São tempos sangrentos no interior do Rio Grande do Sul. Na praia de Magistério, município de Balneário Pinhal, três homens foram mortos a tiros na madrugada de quarta-feira (14), por um grupo de pessoas que se passaram por policiais. Em Santa Maria, no mesmo dia, três homens e uma mulher foram assassinados, em locais diferentes, no episódio mais violento de 2024. Em Caxias do Sul, quatro pessoas foram mortas desde o início da semana. Em contrapartida, Porto Alegre vive um fevereiro de relativa calmaria, apesar de que no Rio Grande do Sul o aumento nas mortes foi de 15%.

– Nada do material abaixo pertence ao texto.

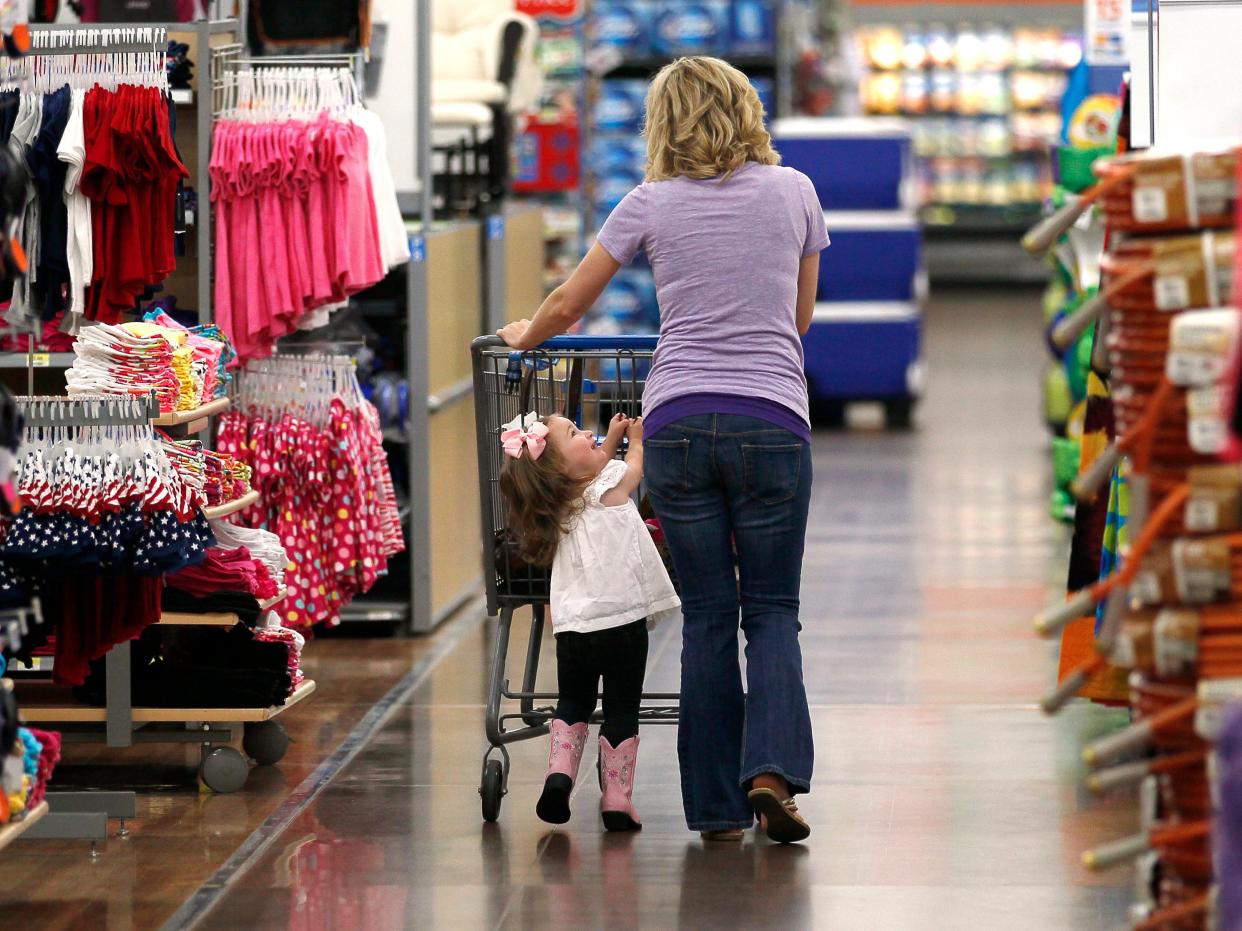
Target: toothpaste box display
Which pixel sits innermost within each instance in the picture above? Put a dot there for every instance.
(620, 107)
(611, 188)
(630, 302)
(753, 27)
(684, 27)
(617, 153)
(625, 25)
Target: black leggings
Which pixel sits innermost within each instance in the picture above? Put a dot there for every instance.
(619, 654)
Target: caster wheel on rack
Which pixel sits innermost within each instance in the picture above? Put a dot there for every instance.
(265, 742)
(224, 770)
(491, 790)
(899, 413)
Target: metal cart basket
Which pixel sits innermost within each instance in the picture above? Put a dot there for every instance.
(589, 380)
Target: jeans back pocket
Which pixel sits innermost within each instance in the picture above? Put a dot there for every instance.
(771, 473)
(667, 466)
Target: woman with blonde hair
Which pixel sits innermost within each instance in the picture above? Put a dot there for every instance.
(733, 241)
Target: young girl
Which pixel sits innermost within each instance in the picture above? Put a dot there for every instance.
(569, 504)
(734, 242)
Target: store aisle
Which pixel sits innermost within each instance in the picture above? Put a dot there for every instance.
(942, 798)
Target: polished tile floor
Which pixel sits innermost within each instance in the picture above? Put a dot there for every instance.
(942, 798)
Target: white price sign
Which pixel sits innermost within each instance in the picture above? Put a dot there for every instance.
(1107, 29)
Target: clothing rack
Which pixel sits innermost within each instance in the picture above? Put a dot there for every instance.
(232, 65)
(88, 411)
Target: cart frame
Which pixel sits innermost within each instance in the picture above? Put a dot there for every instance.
(585, 379)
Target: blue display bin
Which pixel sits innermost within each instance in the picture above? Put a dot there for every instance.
(865, 351)
(874, 256)
(853, 163)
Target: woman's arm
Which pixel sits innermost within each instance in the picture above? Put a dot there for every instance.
(565, 305)
(807, 286)
(629, 484)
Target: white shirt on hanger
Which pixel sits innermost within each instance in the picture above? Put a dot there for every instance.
(80, 243)
(30, 118)
(394, 242)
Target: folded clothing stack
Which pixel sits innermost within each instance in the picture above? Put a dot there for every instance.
(226, 478)
(113, 360)
(294, 642)
(225, 571)
(185, 457)
(209, 346)
(185, 366)
(25, 771)
(263, 545)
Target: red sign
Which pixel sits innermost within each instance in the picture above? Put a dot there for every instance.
(558, 9)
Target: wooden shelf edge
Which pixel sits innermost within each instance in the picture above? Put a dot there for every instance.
(86, 714)
(224, 510)
(11, 832)
(180, 618)
(211, 618)
(268, 603)
(181, 417)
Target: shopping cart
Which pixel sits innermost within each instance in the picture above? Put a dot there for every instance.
(589, 380)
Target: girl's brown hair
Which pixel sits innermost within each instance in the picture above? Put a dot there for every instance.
(703, 121)
(542, 502)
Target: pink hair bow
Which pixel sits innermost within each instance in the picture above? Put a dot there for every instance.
(517, 440)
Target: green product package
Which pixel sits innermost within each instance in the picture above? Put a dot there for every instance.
(1065, 461)
(1057, 399)
(1076, 164)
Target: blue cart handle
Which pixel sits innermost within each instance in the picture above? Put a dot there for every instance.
(643, 343)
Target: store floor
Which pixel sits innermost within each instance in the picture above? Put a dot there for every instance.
(942, 797)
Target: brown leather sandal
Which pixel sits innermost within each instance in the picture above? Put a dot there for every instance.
(778, 817)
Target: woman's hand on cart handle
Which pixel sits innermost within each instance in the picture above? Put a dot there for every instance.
(513, 334)
(616, 433)
(562, 309)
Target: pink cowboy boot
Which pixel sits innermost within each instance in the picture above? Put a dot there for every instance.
(616, 780)
(563, 759)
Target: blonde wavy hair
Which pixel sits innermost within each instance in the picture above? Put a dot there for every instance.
(703, 121)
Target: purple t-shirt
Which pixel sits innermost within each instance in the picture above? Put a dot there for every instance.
(725, 256)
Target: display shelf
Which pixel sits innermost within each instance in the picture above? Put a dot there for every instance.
(183, 418)
(36, 360)
(11, 832)
(224, 510)
(214, 618)
(970, 219)
(72, 713)
(646, 66)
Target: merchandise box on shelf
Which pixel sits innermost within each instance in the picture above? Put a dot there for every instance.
(691, 27)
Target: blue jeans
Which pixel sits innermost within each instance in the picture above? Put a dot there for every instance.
(718, 482)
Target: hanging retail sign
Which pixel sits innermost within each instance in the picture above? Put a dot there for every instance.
(553, 9)
(1107, 29)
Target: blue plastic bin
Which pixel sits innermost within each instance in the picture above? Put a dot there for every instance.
(865, 351)
(874, 256)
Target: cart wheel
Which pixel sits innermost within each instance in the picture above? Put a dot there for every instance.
(491, 790)
(899, 412)
(224, 770)
(266, 742)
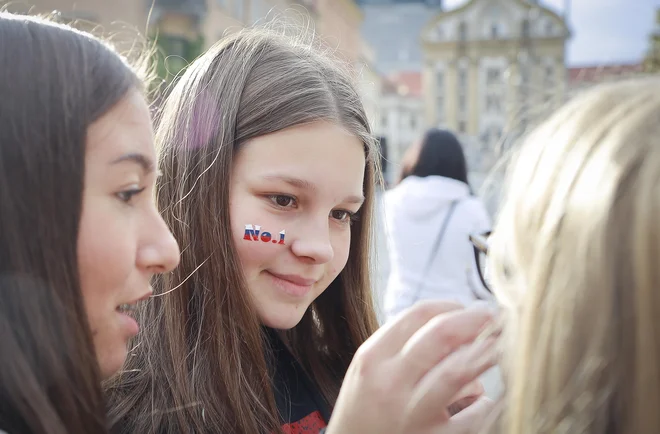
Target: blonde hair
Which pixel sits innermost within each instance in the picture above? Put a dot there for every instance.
(575, 259)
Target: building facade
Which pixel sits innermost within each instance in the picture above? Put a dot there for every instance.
(401, 117)
(493, 67)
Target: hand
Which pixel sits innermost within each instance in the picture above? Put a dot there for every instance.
(404, 377)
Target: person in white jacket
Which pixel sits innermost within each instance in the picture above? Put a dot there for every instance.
(428, 218)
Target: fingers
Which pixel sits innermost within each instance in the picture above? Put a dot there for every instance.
(440, 337)
(389, 339)
(466, 397)
(434, 393)
(473, 419)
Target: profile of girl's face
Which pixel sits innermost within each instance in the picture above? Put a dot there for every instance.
(122, 240)
(302, 187)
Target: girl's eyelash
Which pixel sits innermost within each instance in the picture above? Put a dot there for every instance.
(126, 195)
(273, 198)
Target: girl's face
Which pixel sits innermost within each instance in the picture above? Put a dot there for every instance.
(122, 241)
(292, 198)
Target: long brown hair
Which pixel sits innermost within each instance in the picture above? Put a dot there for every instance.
(575, 263)
(201, 365)
(54, 82)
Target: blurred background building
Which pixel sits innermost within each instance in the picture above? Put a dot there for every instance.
(486, 69)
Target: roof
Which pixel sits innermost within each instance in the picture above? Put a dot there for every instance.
(595, 73)
(405, 83)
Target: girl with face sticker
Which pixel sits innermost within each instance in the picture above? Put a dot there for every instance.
(80, 235)
(255, 331)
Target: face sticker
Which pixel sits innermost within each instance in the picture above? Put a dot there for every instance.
(254, 233)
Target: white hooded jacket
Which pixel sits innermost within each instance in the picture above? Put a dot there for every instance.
(414, 213)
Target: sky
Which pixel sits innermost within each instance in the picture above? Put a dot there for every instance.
(604, 31)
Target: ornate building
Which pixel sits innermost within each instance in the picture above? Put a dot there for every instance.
(493, 67)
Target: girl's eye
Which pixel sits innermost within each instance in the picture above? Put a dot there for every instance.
(342, 215)
(283, 201)
(127, 195)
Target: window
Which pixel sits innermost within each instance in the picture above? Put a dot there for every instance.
(439, 33)
(525, 30)
(440, 108)
(493, 76)
(462, 79)
(549, 28)
(440, 82)
(493, 104)
(462, 31)
(462, 103)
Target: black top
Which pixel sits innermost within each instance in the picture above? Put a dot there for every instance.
(299, 401)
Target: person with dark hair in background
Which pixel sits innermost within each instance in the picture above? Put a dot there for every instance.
(429, 216)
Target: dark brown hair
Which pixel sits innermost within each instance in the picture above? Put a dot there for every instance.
(54, 82)
(201, 365)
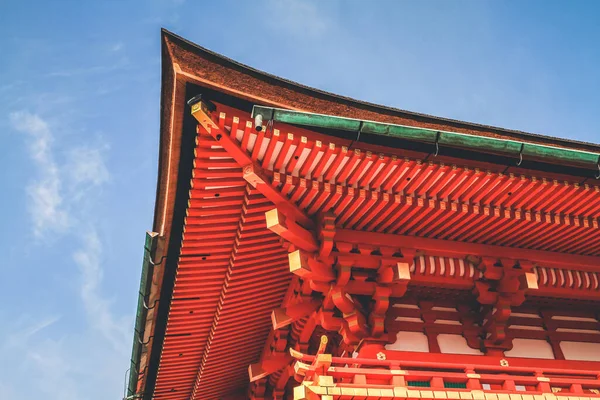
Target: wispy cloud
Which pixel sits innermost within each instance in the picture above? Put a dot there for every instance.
(121, 64)
(117, 47)
(46, 202)
(98, 309)
(299, 17)
(61, 198)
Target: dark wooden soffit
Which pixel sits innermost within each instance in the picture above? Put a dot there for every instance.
(210, 69)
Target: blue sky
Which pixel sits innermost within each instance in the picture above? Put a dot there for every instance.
(79, 103)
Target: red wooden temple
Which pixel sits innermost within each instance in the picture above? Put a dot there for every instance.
(311, 246)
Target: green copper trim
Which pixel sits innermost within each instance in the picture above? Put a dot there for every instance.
(510, 148)
(142, 310)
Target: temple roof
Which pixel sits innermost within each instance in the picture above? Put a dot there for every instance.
(221, 271)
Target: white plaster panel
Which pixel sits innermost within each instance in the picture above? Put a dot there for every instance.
(581, 351)
(531, 348)
(410, 341)
(455, 344)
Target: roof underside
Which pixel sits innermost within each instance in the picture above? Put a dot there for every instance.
(228, 271)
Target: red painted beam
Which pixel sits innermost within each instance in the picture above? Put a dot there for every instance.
(451, 249)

Quais as explicações para essa mudança de padrão, já que a Capital costuma concentrar a maioria dos homicídios? Uma delas é sazonal. Assim como os banhistas, os criminosos e os homicídios também migram no verão. Quadrilhas da Região Metropolitana costumam se mudar, levando até a família junto para o litoral. Por trás disso está a lógica do mercado: ganhar dinheiro com a venda de drogas para o turista que está nas praias.
Esse empreendimento econômico embute a necessidade de montar bocas de fumo, preparar logística de receptação da droga e fornecimento no varejo e conhecer a área. As facções fazem isso e, vez que outra, se estranham na disputa pelos melhores locais de venda. No caso de Magistério, por exemplo, investigações policiais indicam que os homens teriam sido mortos por vingança de uma facção de Porto Alegre. A residência já tinha funcionado como ponto de drogas, anos atrás.
É um problema que se repete a cada verão. Em 2015, seis homens foram mortos numa pousada em Cidreira. A polícia concluiu que se tratava de disputa por ponto de drogas e prendeu os assassinos, que foram condenados a dezenas de anos de prisão. Em 2019, cinco pessoas foram mortas numa danceteria em Mostardas e outras quatro ficaram feridas. A facção que fez a chacina assumiu o crime, em vídeo divulgado nas redes sociais. Foi um ataque terrorista contra clientes inocentes da boate, motivado por represália dos bandidos contra a direção do estabelecimento, que se recusava a colaborar financeiramente com os criminosos.
Se no litoral o problema dos homicídios é sazonal, nas demais partes do Interior já foi incorporado à rotina. A região de Caxias do Sul vive uma disputa permanente entre três grandes facções da Grande Porto Alegre, que fundaram núcleos na Serra. Elas eliminaram parte das quadrilhas independentes e agora disputam o controle do varejo das drogas. Em grande parte dos casos, os matadores saem da Grande Porto Alegre para aniquilar inimigos (a mando de seus chefes na Região Metropolitana) e retornam para a metrópole. Nem moram na área serrana. Em outros casos, estão radicados lá, verdadeiras franquias das facções da Capital e Vale do Sinos.
Além de sofrer do mesmo problema que Caxias do Sul, Santa Maria conta com um agravante: fora as três facções metropolitanas, a cidade tem pelo menos outras quatro facções nativas. São quadrilhas que atuam em poucos bairros, divididas por regiões e até ruas, explica o chefe da Delegacia Regional da Polícia Civil santa-mariense, delegado Sandro Meinertz. A cidade da Região Central, assim como Caxias, sempre foi polo de atração de migrantes e, em consequência, de criminosos. O aperto dos policiais sobre as disputas na Capital faz com que, inclusive, alguns criminosos notórios que atuavam na Região Metropolitana tenham espalhado tentáculos por Santa Maria.
Como se vê, não é simples explicar os surtos de assassinatos. Mais difícil ainda é elucidá-los e prender os responsáveis. Menos mal que os indicadores de homicídio no Estado vêm caindo ano a ano, graças aos esforços da Brigada Militar e da Polícia Civil.